Pour y parvenir, les différents intervenant s’accordent sur un point : l’agriculture du vivant, pour réussir, doit être intensive en connaissances et donc en échanges entre praticiens. Les solutions toutes faites, qui s’imposent à tous, sont exclues. « Il faut désormais apprendre à lire son terroir » rappelle Pierre Pujos, céréalier bio dans le Gers. En d’autres termes, respecter les sols commence d’abord par être conscient de ses possibilités et donc de ne pas y implanter des cultures non adaptées. Les consommateurs seront ils sensibles à cet « hymne au terroir » ? Passer de systèmes agricoles vertueux à des systèmes alimentaires reconnus par les citoyens est en effet l’autre combat de l’agriculture du vivant. En embarquant dans l’aventure des industriels de l’agroalimentaire (Danone, Pasquier, Flunch…), l’agriculture du vivant fait le pari du changement d’échelle de ses pratiques, sans que de véritables réponses ne soient cependant encore données sur la garantie d’une mise en place de filières équitables pour les producteurs. Quoiqu’il en soit, si l’agriculture du vivant ne révolutionnera sans doute pas à elle seule les campagnes françaises, il y a fort à parier – et même espérer – qu’elle y prendra sa part aux cotés d’autres mouvements.
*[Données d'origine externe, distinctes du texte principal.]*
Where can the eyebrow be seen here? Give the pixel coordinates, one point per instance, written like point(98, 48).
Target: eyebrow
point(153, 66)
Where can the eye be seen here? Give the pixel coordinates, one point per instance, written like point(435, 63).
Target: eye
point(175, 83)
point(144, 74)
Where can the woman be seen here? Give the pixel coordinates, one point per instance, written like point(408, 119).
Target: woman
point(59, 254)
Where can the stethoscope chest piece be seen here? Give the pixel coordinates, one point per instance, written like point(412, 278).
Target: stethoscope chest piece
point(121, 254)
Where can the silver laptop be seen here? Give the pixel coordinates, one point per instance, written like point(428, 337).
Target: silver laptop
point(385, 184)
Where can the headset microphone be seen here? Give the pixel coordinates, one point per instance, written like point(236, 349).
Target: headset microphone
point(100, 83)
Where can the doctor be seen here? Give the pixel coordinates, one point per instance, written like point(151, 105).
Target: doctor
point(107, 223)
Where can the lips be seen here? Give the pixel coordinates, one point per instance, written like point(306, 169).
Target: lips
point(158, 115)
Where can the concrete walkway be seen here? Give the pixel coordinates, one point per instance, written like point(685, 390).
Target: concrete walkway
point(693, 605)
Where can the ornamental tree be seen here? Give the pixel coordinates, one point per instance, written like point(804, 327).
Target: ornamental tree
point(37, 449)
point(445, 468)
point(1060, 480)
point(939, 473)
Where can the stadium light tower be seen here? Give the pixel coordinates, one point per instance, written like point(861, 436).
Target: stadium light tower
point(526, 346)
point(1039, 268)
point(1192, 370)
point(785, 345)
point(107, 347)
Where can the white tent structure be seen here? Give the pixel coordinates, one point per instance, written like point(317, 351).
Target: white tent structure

Lors de ce congrès, on pouvait ainsi croiser de nombreux agriculteurs enthousiastes de leurs pratiques, conscients de leurs marges de progrès et désireux de répondre aux attentes sociétales et aux défis environnementaux. Loin d’une vision pessimiste et sombre de l’avenir de nos campagnes, ils ont sans doute une partie du remède à la morosité ambiante et à l’agri-bashing : remettre l’agronomie et les échanges constructifs et conviviaux au cœur des préoccupations. L’agriculture du vivant est donc très certainement une piste d’avenir prometteuse, non seulement pour les sols, mais également pour les agriculteurs. Témoin d’un enthousiasme communicatif, Lydia et Claude Bourguignon, spécialistes et lanceurs d’alerte bien connus des sols, avaient, une fois n’est pas coutume, mis de côté leur discours pessimiste pour affirmer avec émotion : « Il y a partout une prise de conscience sur la nécessité de préserver les sols agricoles. On voit enfin les choses changer ». Qu’on se le dise, il se passe une révolution, encore silencieuse, mais très attendue, dans les campagnes.